Tuve suerte aquel día. El huidizo sol gallego coronó la meta del camino más profundo que he transitado jamás. Cuando llegas no hay vuelta atrás. No hay retorno posible. Nadie recorre centenares de kilómetros y sienta su vida en un diván para volver como si nada. El párroco que oficia la misa del peregrino -una de las cuatro diarias- se encargó de fijar esa idea en mi mente antes de que el botafumeiro empezara a exhalar su incienso. Recuerdo su voz grave citando la biblia: "Nadie echa vino nuevo en odres viejos". (S. Lucas 5:37-39). La catedral estaba a rebosar.
El número de peregrinos que transitan alguna ruta de esta milenaria senda no ha hecho más que crecer en la última década: de alrededor de 270.000 en 2010 a casi 350.000 en 2019, según la Oficina del Peregrino. Y vienen de todas partes del mundo. Aunque hay dos grandes exportadores de peregrinos: Estados Unidos y Corea del Sur. Se puede decir que existe devoción universal por el Camino de Santiago. En mi caso, reconozco que he pasado precisamente esos mismos diez años coqueteando con la idea de hacerlo. Siempre me atrajo su espiritualidad tanto como me seduce la idea de conocer y compartir experiencias con perfectos desconocidos.

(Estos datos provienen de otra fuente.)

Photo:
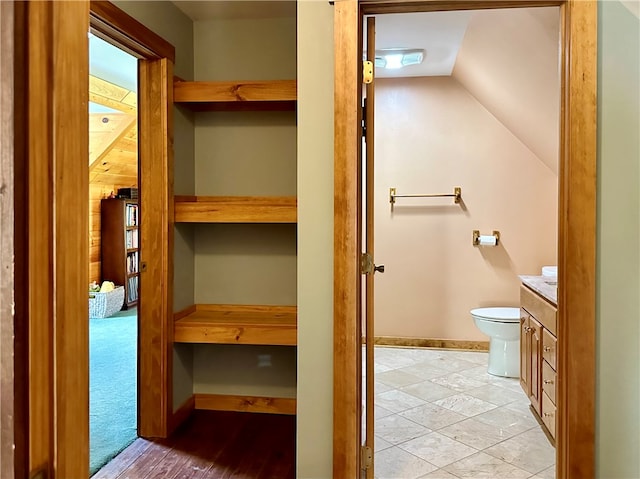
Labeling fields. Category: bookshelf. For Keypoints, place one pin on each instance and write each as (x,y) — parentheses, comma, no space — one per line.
(120,245)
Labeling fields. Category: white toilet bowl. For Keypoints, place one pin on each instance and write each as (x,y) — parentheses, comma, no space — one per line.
(502,325)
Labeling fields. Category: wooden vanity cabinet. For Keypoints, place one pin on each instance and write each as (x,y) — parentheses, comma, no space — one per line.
(530,354)
(538,319)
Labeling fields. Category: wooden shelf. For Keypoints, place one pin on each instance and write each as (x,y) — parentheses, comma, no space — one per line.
(236,95)
(236,324)
(235,209)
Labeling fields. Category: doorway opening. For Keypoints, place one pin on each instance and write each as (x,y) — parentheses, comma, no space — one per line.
(114,251)
(455,120)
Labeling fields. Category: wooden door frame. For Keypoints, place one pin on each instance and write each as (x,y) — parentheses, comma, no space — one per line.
(576,231)
(155,145)
(51,182)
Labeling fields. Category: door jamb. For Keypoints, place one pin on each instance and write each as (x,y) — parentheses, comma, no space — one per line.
(576,232)
(155,126)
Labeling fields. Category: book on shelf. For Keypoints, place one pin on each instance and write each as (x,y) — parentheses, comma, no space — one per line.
(131,214)
(132,239)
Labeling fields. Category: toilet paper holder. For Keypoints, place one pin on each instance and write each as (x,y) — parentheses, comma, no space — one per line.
(486,240)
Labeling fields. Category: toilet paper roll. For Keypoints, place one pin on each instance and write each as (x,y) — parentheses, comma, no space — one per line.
(487,240)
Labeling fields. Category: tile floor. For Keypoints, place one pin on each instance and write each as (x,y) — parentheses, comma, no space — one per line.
(440,415)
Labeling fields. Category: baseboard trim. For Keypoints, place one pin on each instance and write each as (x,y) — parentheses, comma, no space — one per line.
(224,402)
(432,343)
(181,414)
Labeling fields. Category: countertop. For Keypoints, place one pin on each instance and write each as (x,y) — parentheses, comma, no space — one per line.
(540,284)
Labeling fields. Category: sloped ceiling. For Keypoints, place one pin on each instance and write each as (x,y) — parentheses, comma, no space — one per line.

- ¿Tío, hacemos el Camino?
- Va, venga.
Así empezó todo, con cuatro palabras a dos mejores amigos. Cuando atravesé, junto a ellos, el arco de Xelmírez, al son de una gaita que no cesa, los rayos me acariciaron como lo hacía mi abuela. La tuve muy presente en ese momento. Es curioso como la mente te lleva a las personas que ya no están en los momentos más oportunos. Mis ojos húmedos se clavaron en la fachada de la catedral de Santiago de Compostela. Es imponente. Y en ese instante se me pintó una sonrisa. Minutos antes lancé una mirada cómplice al gaitero desconocido. Pasé un rato recreando la llegada en mi cabeza, adornándola con todo tipo de artificios.

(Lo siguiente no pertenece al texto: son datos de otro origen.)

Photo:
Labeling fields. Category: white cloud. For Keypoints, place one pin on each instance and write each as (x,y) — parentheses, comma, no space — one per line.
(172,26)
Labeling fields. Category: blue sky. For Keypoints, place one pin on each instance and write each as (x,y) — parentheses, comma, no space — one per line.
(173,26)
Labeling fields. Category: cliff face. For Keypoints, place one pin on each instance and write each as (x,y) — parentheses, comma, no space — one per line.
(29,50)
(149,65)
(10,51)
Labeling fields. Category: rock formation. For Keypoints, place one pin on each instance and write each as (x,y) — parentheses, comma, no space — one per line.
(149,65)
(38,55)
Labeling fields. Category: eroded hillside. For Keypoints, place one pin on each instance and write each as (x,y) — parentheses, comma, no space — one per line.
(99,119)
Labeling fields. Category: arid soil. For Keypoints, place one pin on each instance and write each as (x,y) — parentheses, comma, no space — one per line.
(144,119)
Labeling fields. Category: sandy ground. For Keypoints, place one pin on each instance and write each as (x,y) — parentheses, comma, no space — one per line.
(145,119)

Atrás quedaban muchas horas de zapatilla; miles de pensamientos; kilos de carcajadas; momentos de celebración y también de mal humor… de humanidad, en definitiva, porque de eso va todo esto: de personas que, lo busquen o no, se terminan encontrando ante un espejo que solo pretende dar sentido a lo que no lo tiene.
Estoy seguro de que pocos de cuantos me encontré durante cinco días habrán cambiado su vida radicalmente. Tampoco me sorprendería si alguien lo hubiera hecho. Pero sí me gusta pensar que se han dado a sí mismos una oportunidad o que han encontrado otro punto de vista. El Camino no te quita tus problemas, pero te da el tiempo exacto para que los veas desde otra perspectiva.
Creo que a Roberto, un veinteañero alicantino que emprendió la marcha con un amigo, le seguirá costando relacionarse con los demás, como él mismo reconocía con una apabullante inocencia. Pero también creo que habrá aprendido lo suficiente del comportamiento humano como para no sentirse solo aún estando acompañado, uno de sus mayores miedos. Si se echó la mochila a la espalda y se puso a andar fue porque sus padres le aconsejaron que hiciera el Camino para hacer mundo y atreverse a socializar con extraños.
No sé si el joven coreano de 27 años con la piel más bronceada que he conocido nunca, que decidió renunciar en su empresa en Seúl; volar hasta la otra punta de la Tierra para peregrinar en solitario a Santiago, y bromear con que era norcoreano ha encontrado trabajo ya. Pero sí sé que ha madurado lo suficiente como para buscar una vida sin ataduras. Hay quien vive amarrado a su infelicidad por tal de no perderla. Por puro miedo.
De la misma manera que espero que el amable dueño del caserío que se dedica a conectar a personas con su deliciosa comida y su cálida hospitalidad continúe su labor. Fue impactante encontrar a alguien como él, que se enamoró del Camino y decidió trasladar su vida desde Extremadura para vivir junto al peregrino y ayudarle. Del mismo modo que espero que su perro Pepo siga metiendo el hocico en mochilas ajenas.
En cuanto a mi, pese a que sigo sin haber dado sentido a mis tribulaciones, sí hay una cosa que tengo clara: la mejor medicina para el alma es la naturaleza. Por eso, hay que huir de la ciudad cuando se pueda. Y empezar a andar sin metas, sin tiempo. Le recomiendo que lo haga solo o con amigos. Pero ande. En silencio o con música. Hágalo rápido o lento. Ande, que sabrá exactamente dónde ir.